For the first time in my life I walked into my bedroom and did not recognise it. Did not realise it was my room. It was exactly how I left it last wednesday yet when I walked in my mind questioned where I was.

Hello. This is Ess. You may not remember me but I actually am the author of this blog. Long time no talk. I feel....not as I'd like. I'm....not in the place I'd like to be. I'm still living in the past 5 days, trying to forget this afternoon's regrets. Why so blue? To lose one's temper is a frightening thing. I don't do it often-I can't even remember the last time I got angry-->anger doesn't seem to be an emotion I possess in any great abundance. Until this afternoon when I slipped in one quick, powerful, painful burst of firery retort. I'm not an angry person so that outburst scared me, frustrated me, shocked me. No sooner had I yelled those 3 words, slammed my sister's door, dropped my unicycle and ran downstairs to my room, the tears came and I collapsed on the floor sobbing. This wasn't the post i planned on writing. I had envisioned a bright happy refletive piece of prose praising how great the Brisbane 2009 YSA Convention was. Instead my afternoon took a slightly different turn and here I am at 10.49pm blogging through a range of emotions. When you consider yourself a happy lighthearted person it's a hard blow when you discover anger, pain, guilt and regret. Oh, and to add to it all I watched the very last episodes of Doctor Who with David Tennent this evening and once again went on a rollar coaster of emotions (those who don't know Doctor Who can not understand what this entails...imagine seeing a close friend gradually lose all that they have and then lose themselves....yeah, we don't have tv so the precious tv shows we watch on youtube are dear to our hearts...) I'm in a state of disreality...it's time to move foreward and embrace 2010...yet I seem to still be in Queensland. I'm meant to call work when I get back...meaning I have to return to reality and responsibility. Goodbye holidays. I like my job, but I don't feel ready quite yet to return, but I know I must especially as I'm taking another week off being an EFY leader.
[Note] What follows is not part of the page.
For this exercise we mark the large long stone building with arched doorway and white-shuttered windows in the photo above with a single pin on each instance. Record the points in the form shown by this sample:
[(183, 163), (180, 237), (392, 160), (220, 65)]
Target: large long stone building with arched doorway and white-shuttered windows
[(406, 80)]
Time for something a bit lighter. jai observed elle's and mine outburst and whilst I was in my room he brought down my unicycle with his stand and wrote a note that I could borrow the stand. He also boosted my Christmas itunes voucher up to 4 songs. He has a big heart though puberty is giving his impulse control a working. Music heals. I'd like to testify to that right here and now. As I was in my state of disarray, my eyes turned to the piano accordian lying at the foot of my bed-the case having been closed for a very very long time. I decided to pull myslef off the floor and open that long forgotten case, pull the instrument out and sling the straps over my shoulders. I haven't gotten around to learning it properly yet but I used my little knowledge to start learning a song called Russian Nights. It's a mournful gypsy song and was exactly what I needed. And so I sat upon my bed learning a song which seemed to be stitching my wound up note by note. I love playing music yet it is a skill I sadly neglect and must become more dilligent before what little I have been given is taken away.

We never did end up mooing at cows, stopping off in the sun at the big banana, big prawn...Our roadtrip doesn't feel complete. Note to roadtrippers: phalanges (P) and White Picket Fence (WPF) are really good for stumping people in 'I spy'. Rina had me and joss guessing for many kilometres.

Well tommorrow is a brand new day so sleep I must. It's time to live, love, learn, and keep moving forward.